Le Nigérian Peter Odemwingie, attaquant du Lokomotiv Moscou, assure ne pas avoir de problème lorsqu'il foule la pelouse du Zénith. Mais le joueur ne peut s'empêcher de rire en racontant une anecdote de son club. Il y a trois ans, un joueur noir a reçu une banane au stade de Saint-Pétersbourg : "Il l'a ramassée et l'a mangée !" "Le stade de foot est devenu le lieu où on affiche son nationalisme et sa xénophobie, explique Alexander Vennikov, responsable du mouvement Pour une Russie sans racisme. Le stade doit être un territoire pur. Il est même devenu une école pour tous les nazis."

Pour Jean-Michel de Waele, professeur en sciences politiques à l'Université libre de Bruxelles, "au-delà de l'internationalisme proclamé au temps de l'URSS, ça reste un vrai choc culturel pour la Russie de voir des Noirs". Selon Désiré Deffo, le président d'African Center, 3 000 Africains vivent à Saint-Pétersbourg, ville de 5 millions d'habitants. Les mentalités vont évoluer, estime-t-il : "Comme le Zénith joue de plus à plus à l'extérieur de ses frontières, le Russe devient à son tour un étranger." Dmitri, le supporteur proche des néonazis, ne comprend pas cet argument : "Un Russe ne peut pas être un étranger, c'est un Blanc."

La ville de Saint-Pétersbourg a lancé, il y a plus de deux ans, le programme "Tolérance". Deux millions d'euros par an consacrés à des expositions d'artistes étrangers, des matches de foot entre différentes associations ethniques... "Les jeunes ont été abandonnés par l'Etat depuis la chute du socialisme. Le stade est un moyen, pour eux, de se défouler, explique un des responsables de ce programme, Vladimir Mikhaïlenko. La solution, c'est de leur rendre la fierté d'appartenir à une grande ville culturelle."
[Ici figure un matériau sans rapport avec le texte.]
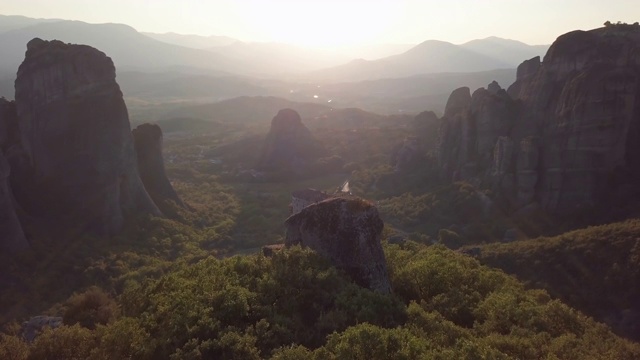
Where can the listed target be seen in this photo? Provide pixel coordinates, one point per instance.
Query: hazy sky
(340, 22)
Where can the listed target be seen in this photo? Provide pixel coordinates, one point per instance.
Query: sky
(343, 22)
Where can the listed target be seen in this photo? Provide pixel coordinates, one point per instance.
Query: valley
(472, 201)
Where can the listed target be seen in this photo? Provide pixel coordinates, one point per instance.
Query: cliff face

Ce programme, Hamidou Bakayoko en rigole. Il est malien et vit depuis vingt-six ans à Saint-Pétersbourg. Agé de 46 ans, il est marié à une Russe, ils ont un enfant. Il est mordu de foot, mais ne mettra jamais les pieds au stade. Plombier dans le quartier de Petrogradskaya, il grille cigarette sur cigarette dans son atelier vétuste en méditant sur son sort : "La Russie, c'est pas un pays pour les Noirs. Le racisme, c'est la maladie principale ici. Je ne peux pas faire 200 mètres dans la rue sans me faire pointer du doigt."

Il met son manteau, allume une énième cigarette, et c'est parti pour une promenade. Deux cents mètres plus loin, une femme, la quarantaine, sourire moqueur, montre du doigt Hamidou à ses deux amis. "Comme un animal, souffle-t-il. Et encore, on ne m'a pas demandé si je me suis lavé aujourd'hui."

Mustapha Kessous

Article paru dans l'édition du Monde du 25.11.08.



4 commentaires:

CR a dit…

et moins "éloigné" de nous aussi...

cya a dit…

Merci pour le lien, j'étais pas au courant. Mais je ne comprends pas pourquoi tu as écrit moins éloigné car pour moi les Etats-Unis sont plus loin de nous que la Russie :p

CR a dit…

Oui c'est vrai lol, c'est pour ça que j'ai mis les guillemets! Mais je voulais dire moins éloigné au sens figuré, on se sent peut-être plus proches, nous français, des américains, que des russes... Enfin c'est mon cas! De toutes façons, je suis certain que même en France on trouve de tels individus...

cya a dit…

Ah ok. Non ce n'est pas mon cas! C'est peut-être parce que tu as vécu quelques temps aux Etats-Unis... Mais bon même si je vivais là-bas je pense pas que j'en aurais une opinion modifiée.

Enfin je me sens pas proche de la Russie avec ces problèmes de xénophobie ou qd ce pays attaque la Georgie par exemple. Pour autant non, je ne me sens pas proche des Américains non plus surtout depuis ces dernières années.